Agus terkekeh. "Iya, dong. Masih kerasa nyeseknya, tapi gue kan orangnya pantang mundur. Jadi gue tungguin aja sampai lo luluh."

"Dasar bucin, lo!" Dira mengambil sebuah pena dari kubikel Dara dan melemparkannya ke arah Agus.

"Bukannya bucin, tapi emang kenyataannya gitu, kan?" tanyanya pada Dara yang hanya menanggapi dengan anggukkan kepala.

Alasan dia menolak Agus, selain karena memang tidak tertarik padanya, juga karena dia berharap hanya akan menjadi teman laki-laki itu saja untuk selamanya.

Dara tidak mau menodai pertemanan mereka dengan kata cinta, karena bisa saja semuanya nanti takkan bisa kembali lagi seperti sedia kala.

Dan alasan lainnya kenapa Dara tidak pernah berani melirik laki-laki di seluruh kantornya adalah Dira. Semua pria di kantor ini rata-rata menyukai Dira, kepribadian Dira yang ramah, kebaikannya, serta kecantikannya yang paripurna, semua itu berbanding terbalik dengan Dara yang jelek, cuek bebek, jutek, dan terlalu menyebalkan.

Dara takut dibanding-bandingkan. Karena sampai kapan pun, dia tidak akan bisa menjadi seperti Dira.

Tidak ... mungkin.

Manager bagian personalia memasuki ruangan dan meminta mereka berkumpul menjadi satu saf. Dara berdiri di sebelah Agus, seperti letak kubikel mereka yang bersisihan. Dia tersenyum manis seperti biasa, sebelum melempar tatapannya ke seorang manusia yang berdiri di samping Pak Adnan, manager bagian personalia yang cukup akrab dengan Dara.

Pria itu masih muda. Tubuhnya tinggi tegap. Walau dibalut kemeja dan jas, Dara bisa melihat dadanya yang membidang dengan sempurna. Mata hitam yang dinaungi alis tebal menghunjam tepat ke arah Dara yang hanya bisa memamerkan senyum andalannya.

Jika Dara benar, dia pasti akan menjadi bos barunya mulai hari ini. Dan Dara tidak mau meninggalkan kesan buruk apa pun pada bos barunya itu. Jadi, ia hanya memamerkan senyum sebaik mungkin.

"Ini Pak Galih, dia akan menjadi bos baru kalian mulai hari ini!" Pak Adnan menyampaikan, Dara tersenyum sopan.

"Nama saya Galih Aji Prasetya, panggil saja Galih tanpa embel-embel 'Pak' jika berada di luar kantor. Salam kenal semuanya!"

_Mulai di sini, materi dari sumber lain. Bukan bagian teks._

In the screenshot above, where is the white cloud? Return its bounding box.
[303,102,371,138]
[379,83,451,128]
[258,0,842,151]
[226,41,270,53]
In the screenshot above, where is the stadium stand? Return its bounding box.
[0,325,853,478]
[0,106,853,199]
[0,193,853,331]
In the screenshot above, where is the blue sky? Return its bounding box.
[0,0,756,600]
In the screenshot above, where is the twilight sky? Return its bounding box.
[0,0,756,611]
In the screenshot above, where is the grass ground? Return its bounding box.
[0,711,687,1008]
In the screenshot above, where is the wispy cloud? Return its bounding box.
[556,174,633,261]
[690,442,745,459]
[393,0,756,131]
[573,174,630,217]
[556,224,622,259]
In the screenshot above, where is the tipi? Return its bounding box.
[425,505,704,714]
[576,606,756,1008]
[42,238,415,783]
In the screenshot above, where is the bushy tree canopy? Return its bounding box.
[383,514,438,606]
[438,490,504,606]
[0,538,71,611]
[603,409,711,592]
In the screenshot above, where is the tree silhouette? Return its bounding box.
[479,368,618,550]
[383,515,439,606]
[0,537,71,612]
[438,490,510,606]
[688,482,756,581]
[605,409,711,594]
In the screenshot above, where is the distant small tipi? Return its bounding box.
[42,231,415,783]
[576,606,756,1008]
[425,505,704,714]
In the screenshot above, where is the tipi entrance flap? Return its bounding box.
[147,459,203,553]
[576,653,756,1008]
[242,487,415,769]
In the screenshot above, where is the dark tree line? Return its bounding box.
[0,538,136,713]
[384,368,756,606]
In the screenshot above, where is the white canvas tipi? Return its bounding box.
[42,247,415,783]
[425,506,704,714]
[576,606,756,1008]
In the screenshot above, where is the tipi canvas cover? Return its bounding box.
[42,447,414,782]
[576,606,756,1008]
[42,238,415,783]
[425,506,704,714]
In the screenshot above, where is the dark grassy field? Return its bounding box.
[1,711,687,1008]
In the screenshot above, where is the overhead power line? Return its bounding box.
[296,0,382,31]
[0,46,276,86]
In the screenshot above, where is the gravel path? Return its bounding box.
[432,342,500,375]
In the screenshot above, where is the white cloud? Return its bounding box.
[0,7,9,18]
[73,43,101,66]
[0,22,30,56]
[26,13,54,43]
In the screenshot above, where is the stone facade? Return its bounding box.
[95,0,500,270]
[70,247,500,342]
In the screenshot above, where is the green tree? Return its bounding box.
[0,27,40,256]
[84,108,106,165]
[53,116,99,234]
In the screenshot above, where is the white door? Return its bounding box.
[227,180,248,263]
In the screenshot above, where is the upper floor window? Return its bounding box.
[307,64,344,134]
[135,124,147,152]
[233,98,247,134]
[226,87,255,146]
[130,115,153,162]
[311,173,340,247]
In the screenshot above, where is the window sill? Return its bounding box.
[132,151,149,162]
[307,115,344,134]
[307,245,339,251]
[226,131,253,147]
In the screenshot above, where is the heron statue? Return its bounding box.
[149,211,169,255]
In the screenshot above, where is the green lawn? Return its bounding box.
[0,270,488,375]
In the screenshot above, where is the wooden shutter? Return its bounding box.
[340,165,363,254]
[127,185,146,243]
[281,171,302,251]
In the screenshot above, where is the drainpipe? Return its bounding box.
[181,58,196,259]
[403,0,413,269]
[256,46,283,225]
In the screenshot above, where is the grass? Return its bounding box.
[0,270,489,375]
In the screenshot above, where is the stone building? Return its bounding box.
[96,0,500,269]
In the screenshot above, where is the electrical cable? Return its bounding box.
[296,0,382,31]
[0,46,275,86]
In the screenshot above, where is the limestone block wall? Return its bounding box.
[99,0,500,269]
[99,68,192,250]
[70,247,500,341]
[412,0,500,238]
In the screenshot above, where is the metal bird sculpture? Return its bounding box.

Dara hanya mengangguk-anggukkan kepalanya polos sebelum dia mengernyitkan dahi menatap pria yang juga tengah menatap ke arahnya saat ini.

Tunggu ... cuma perasaan gue aja, apa dari tadi dia emang ngelihatin gue terus?

Dara yakin, dia tidak pernah mengenal atau bertemu dengan pria ini sebelumnya, tapi entah mengapa namanya itu seperti tidak asing baginya.

Sebuah nama yang selama sembilan tahun ini masih terus membekas dalam ingatannya.

Galih Aji Prasetya.

Aji ... mantan pacar Dara.

Dara terdiam cukup lama, tapi tak lama kemudian kedua matanya langsung membelalak lebar.

Ini tidak mungkin, kan?

Sembilan tahun lamanya, mereka tidak pernah lagi saling berhubungan. Mereka tak pernah bertegur sapa, juga saling memberi kabar sebelumnya.

Lalu bagaimana mungkin mereka bisa bertemu lagi seperti sekarang?

Tidak mungkin ada sesuatu sekebetulan ini, kan?

Walau katanya memang jodoh tidak akan pergi ke mana, tapi mana mungkin, kan?

Iya, kan?

Mereka pasti bukan orang yang sama, kan?

____

💔💔

Udah mantan, lempar aja ke selokan. __Aji said.